Ben düşündüm mesela ve aklıma hemen şu soruyu sormak geldi…
Türkiye hain mi kaynıyor?
Bugüne kadar bize hain diye yutturulanlar vatansever, vatanı çok sever görünenler gerçek hainler mi yoksa?
Türkiye’de olan bitenler, bu ülkeyi gerçekten sevenler ile bu ülkeye karşı düşman safında dolaylı dolaysız yer alanlar arasındaki nihai bir kavga mıdır?
Vatanı sevmek üzerine rakı masalarında atıp tutmayı bırakın… Vatanı sevmek adına sizin gibi düşünmeyenleri hemen dönek, mönek diye yaftalamayı da…
Yürek yetiyor ise şu Aselsan intiharlarına bir bakıverin. Vatanseverliği göstermek için en acil ve karanlık yol orada çünkü…
Birileri ülkenizin en stratejik projelerindeki en parlak beyinleri kuş gibi avlıyor ve siz bunun nasıl olduğunu merak dahi etmiyorsunuz…
Ülkenizin en stratejik kurumunda, en stratejik ulusal projelerde çalışan üç tane vatan evladı mühendis birkaç ay içinde arka arkaya ölüyor ve hepsinin adına intihar deniyor.
Yer misiniz?
Ben yemem…
Türkiye’yi seven kimsenin de yememesi gerekir…
Şimdi şu farklı medya kaynaklarından derlenen haberlere bir bakın önce…
İntihar mı, cinayet mi?
Aselsan mühendisi Başbilen’in ölümüyle ilgili jandarma olay yeri raporu, cinayet şüphesini güçlendirdi. Rapor, Adli Tıp’ın aksine Başbilen’in boğazındaki kesiğin 20 cm. olduğunu ortaya koydu. Başbilen'in intihar denilen ölümünün cinayet olduğunu düşündüren çok sayıda başka bulgular da ortaya çıktı.
Olay yeri fotoğrafları
Öte yandan 4 Ağustosta Aselsan’da düzenlenecek toplantıya katılmak için evinden çıkan Başbilen’in cesedini 50 saat sonra Ankara Ayancık yolu üzerinde bulunması da mercek altına alındı. Başbilen’in 4 ağustosta evinden çıktığı, 6 ağustosta da köylülerin ihbarıyla jandarma ekipleri tarafından cesedinin bulunduğu bildirildi.
Başbilen’in cesedi aracın şoför koltuğunda değil de ön sağ koltukta başı aşağı, ayakları ise koltuğun üst tarafında gelecek şekilde bulundu. Olay yeri inceleme ekipleri Başbilen’in bulunduğu esnadaki halini fotoğrafladı.

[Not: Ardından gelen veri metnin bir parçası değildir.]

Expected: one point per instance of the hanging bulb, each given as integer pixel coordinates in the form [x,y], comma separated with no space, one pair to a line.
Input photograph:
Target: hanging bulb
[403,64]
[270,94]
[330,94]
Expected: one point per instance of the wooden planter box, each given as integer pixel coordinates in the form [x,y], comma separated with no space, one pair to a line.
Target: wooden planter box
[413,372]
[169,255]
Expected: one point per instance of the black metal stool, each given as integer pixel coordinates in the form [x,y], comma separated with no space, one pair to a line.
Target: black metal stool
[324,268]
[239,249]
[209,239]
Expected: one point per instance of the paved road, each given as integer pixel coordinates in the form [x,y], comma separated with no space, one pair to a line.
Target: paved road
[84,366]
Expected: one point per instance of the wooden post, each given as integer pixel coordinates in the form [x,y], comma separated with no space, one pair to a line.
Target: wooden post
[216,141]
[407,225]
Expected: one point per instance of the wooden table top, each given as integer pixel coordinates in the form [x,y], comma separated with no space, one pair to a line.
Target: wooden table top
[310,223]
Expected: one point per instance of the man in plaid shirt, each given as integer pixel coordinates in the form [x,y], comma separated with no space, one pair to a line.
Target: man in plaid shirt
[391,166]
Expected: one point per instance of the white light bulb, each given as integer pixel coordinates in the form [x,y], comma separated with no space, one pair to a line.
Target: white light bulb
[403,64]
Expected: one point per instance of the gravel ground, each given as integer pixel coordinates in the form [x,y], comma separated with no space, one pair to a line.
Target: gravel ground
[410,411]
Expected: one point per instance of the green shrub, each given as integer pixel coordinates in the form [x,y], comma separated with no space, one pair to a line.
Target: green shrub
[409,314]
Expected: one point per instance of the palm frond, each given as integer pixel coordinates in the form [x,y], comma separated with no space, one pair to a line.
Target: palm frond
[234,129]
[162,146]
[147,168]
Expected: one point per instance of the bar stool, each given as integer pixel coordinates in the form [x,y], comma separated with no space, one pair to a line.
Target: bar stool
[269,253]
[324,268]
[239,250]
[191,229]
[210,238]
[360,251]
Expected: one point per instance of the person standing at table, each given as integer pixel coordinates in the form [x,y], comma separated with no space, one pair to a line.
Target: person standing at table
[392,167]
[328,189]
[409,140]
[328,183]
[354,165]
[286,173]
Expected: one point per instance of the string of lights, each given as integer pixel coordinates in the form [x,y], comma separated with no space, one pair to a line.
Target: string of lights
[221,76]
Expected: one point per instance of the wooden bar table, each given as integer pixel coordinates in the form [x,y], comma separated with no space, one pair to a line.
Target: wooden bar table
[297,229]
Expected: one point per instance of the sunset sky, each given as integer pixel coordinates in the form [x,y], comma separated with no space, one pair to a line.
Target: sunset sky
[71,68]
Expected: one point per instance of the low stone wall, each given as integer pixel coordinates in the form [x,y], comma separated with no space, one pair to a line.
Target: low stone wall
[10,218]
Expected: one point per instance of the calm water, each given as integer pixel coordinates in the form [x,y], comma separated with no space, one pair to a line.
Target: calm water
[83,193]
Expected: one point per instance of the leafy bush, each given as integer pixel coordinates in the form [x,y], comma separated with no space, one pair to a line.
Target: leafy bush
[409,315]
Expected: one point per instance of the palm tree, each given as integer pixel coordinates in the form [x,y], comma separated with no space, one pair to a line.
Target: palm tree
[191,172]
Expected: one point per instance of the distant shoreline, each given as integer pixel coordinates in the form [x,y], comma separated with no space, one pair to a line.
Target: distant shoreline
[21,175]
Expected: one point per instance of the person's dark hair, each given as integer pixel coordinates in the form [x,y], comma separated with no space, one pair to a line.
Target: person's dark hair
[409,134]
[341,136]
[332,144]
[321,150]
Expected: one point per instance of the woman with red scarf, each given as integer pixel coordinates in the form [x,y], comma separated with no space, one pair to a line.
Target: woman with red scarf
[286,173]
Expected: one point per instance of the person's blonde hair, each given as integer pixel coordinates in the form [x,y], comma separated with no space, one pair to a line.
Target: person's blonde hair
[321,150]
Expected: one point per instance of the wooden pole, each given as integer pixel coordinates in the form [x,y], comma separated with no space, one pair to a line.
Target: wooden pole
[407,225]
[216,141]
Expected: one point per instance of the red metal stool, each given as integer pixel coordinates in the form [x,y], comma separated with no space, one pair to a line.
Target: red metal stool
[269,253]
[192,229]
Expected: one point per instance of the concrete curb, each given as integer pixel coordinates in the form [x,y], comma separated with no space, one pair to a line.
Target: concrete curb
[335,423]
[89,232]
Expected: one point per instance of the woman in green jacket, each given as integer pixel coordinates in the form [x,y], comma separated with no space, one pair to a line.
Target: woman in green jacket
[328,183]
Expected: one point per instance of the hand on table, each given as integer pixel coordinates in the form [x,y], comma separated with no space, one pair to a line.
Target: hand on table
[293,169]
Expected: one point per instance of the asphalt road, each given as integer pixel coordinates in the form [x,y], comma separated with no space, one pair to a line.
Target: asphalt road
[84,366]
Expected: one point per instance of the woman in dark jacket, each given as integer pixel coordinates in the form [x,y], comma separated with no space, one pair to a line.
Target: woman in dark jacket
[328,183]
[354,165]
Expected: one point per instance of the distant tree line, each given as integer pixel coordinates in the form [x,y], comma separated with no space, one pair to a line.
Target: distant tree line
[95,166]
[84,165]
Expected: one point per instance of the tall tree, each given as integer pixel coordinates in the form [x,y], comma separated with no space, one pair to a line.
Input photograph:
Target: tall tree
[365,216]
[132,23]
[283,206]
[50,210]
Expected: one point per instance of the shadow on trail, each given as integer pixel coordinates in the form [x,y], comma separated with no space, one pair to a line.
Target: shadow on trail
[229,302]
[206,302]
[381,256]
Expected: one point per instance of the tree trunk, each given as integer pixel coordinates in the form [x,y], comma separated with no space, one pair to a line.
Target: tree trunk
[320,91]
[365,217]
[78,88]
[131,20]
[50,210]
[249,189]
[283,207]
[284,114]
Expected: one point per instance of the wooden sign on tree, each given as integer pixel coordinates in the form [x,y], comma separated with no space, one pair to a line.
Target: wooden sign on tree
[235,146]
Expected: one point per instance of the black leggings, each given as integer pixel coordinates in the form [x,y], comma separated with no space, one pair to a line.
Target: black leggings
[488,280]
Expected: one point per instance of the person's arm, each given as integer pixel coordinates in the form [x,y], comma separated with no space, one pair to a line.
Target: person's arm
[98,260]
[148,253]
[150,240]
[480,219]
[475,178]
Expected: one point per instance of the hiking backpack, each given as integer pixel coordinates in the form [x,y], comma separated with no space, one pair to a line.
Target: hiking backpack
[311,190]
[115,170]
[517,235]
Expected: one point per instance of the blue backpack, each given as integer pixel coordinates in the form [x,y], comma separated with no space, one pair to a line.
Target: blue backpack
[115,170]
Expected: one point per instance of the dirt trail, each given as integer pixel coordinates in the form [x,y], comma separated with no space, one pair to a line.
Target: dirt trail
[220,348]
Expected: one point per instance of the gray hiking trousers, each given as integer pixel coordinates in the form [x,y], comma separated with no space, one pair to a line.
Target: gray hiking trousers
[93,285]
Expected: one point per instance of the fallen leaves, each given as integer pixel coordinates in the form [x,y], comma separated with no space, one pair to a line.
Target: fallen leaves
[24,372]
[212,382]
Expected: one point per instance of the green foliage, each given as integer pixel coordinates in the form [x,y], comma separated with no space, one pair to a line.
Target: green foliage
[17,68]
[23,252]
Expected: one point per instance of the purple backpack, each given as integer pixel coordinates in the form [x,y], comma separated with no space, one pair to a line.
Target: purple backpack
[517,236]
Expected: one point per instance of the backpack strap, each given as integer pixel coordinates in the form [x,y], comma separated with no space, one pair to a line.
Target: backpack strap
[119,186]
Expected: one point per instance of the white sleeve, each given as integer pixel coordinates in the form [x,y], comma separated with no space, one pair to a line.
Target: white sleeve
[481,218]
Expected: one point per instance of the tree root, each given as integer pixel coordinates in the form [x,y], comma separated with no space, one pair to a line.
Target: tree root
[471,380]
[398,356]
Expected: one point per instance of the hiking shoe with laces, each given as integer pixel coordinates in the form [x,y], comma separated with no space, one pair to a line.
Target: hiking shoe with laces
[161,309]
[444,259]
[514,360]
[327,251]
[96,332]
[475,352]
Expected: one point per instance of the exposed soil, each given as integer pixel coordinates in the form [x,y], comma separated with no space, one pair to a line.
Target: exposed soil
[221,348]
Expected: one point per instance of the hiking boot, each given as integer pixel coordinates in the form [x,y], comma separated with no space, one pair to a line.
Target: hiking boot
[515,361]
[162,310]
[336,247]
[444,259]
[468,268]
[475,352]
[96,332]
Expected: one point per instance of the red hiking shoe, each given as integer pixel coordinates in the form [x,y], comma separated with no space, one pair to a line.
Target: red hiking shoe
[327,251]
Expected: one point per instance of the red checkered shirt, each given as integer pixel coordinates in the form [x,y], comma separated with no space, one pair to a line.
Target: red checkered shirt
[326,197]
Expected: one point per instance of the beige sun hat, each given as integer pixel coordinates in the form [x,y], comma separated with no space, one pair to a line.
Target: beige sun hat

Çalıştığı projeler mercek altında
Başbilen’in araç içerisinde başka şahıslarla boğuşma ve tartışma yaşayıp yaşamadığı da araştırılıyor. Borcu yüzünden intihar ettiği öne sürülen Başbilen’in bankada kendi hesabında yüklü miktarda parası bulunduğu, iddiaların aksine iki aylık evli olan Başbilen’in düğündeki takılarının da bir bankanın kasasında saklandığı tesbit edildi.
Savcılık, Hava Kuvvetleri’nden Başbilen’in ölmeden önce hangi projelerde görevlendirildiğini sordu. Başbilen’in telefon kayıtlarında ise olayın intihar olduğu tezini çürütecek bilgiler olduğu öğrenildi.
Üç mühendis de kilit projelerde çalışıyordu
ASELSAN’da görev yapan 3 mühendisin birbiri ardına gerçekleşen şüpheli ölümü ‘intihar’ denilerek kapatılmıştı. ASELSAN’da Milli Tank Projesi üzerinde çalışan Hüseyin Başbilen, 7 Ağustos 2006’da boğazı ve bileği kesilmiş olarak aracının içinde bulunmuştu. Ardından 17 Ocak 2007’de Halim Ünal kafasına isabet eden tek kurşunla öldü.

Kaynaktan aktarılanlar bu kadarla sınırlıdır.